FBR faces Rs118 bn shortfall in tax collection till Dec 2019
The FBR’s annual target was envisaged at Rs5,503 billion that was revised downward to Rs5,238 billion.
ISLAMABAD: Despite making downward revision in annual tax collection target, the FBR has faced revenue shortfall of Rs118 billion in achieving the revised target of Rs2,198 billion for the first half (July-Dec) period of the current fiscal year.
The FBR’s annual target was envisaged at Rs5,503 billion that was revised downward to Rs5,238 billion. So the annual target was slashed down by Rs265 billion with the permission of IMF. It also resulted in slashing down the FBR target forthe first half (July-Dec) period of the current fiscal year to Rs2,198 billion. The FBR has collected Rs2,080 billion against the envisaged target of Rs2,198 billion, witnessing a shortfall of Rs118 billion.

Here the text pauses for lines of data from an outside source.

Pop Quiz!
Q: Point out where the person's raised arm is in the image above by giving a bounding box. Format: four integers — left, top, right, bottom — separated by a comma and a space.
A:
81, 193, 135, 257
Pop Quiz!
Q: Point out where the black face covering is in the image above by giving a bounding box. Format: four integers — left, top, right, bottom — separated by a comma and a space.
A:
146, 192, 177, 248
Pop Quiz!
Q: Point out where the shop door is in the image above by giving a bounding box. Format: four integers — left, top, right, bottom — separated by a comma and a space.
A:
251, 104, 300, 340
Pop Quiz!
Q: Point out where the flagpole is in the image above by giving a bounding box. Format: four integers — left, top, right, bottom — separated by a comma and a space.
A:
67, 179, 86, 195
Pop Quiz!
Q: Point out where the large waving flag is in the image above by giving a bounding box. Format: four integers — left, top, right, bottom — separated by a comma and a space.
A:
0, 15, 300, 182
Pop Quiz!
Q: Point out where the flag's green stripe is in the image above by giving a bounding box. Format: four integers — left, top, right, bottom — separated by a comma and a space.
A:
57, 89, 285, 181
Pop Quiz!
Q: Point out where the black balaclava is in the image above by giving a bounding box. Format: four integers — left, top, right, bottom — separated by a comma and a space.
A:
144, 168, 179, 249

The FBR has once again extended the date of filing of tax returns up to January 31, 2020. The FBR has so far received around 2,150,000 tax returns in the current fiscal while it received returns of 1,560,000 in the last financial year. In totality, the FBR had received around 2.7 million returns last year, so the date of filing has been extended to cross this target till January 31, 2020.
However, FBR Chairman Shabbar Zaidi in his tweet on Tuesday night stated “Alhumdulillah FBR has collected Rs2,080 billion by this time for the half year ended December 31, 2019. This is higher by 16 percent over the last year for the same period”.
The FBR did not explain that under the IMF arrangement, the desired revised tax collection target for the first half stood at Rs2,198 billion but the FBR managed to collect Rs2,080 billion, witnessing a shortfall of Rs118 billion.
The FBR so far collected Rs2,080 billion in the July-Dec period of 2019-20 against collection of Rs1,779 billion in the same period of the last financial year. It indicates that the FBR had collected Rs301 billion more in the first six months of the current fiscal year. In December 2019, the FBR was assigned to collect Rs581 billion but the Board fetched Rs463 billion so the shortfall stood at Rs118 billion.
The FBR had collected Rs1,617 billion in first five months (July-Nov) period of the current fiscal year against initially envisaged target of Rs1,828.4 billion in accordance with the annual target of Rs5,503 billion. When the annual target was slashed the end December target was also revised downward so the FBR was assigned to touch collection figure of Rs2,198 billion till December 31, 2019. Now the FBR will have to collect Rs3,158 billion in the second half (Jan-June) period of FY2020 in order to materialise the desired revised target of Rs5,238 billion till June 30, 2020.
At the existing pace, the FBR could go up to Rs4.5 trillion or Rs4.6 trillion maximum, so the FBR will have to adopt innovative approach to materialise its revised target. In the first quarter of the current fiscal year, the non-tax revenue target has helped the FBR to get smooth sailing but the poor performance of FBR will continue haunting the overall fiscal performance under the IMF arrangement on quarterly basis.
On the other hand, the FBR launched its campaign to seal those premises of tier-1 retailers, restaurants in federal capital that were not willing to install Point of Sale at their premises. The FBR team raided a posh area of Islamabad at Kohsar market and directed renowned restaurants to install POS or their premises would be sealed. This operation continued for hours during which three renowned places were sealed while those were facilitated where they showed willingness to install software Point of Sale for connecting their sale receipt with the system attached with the FBR electronically.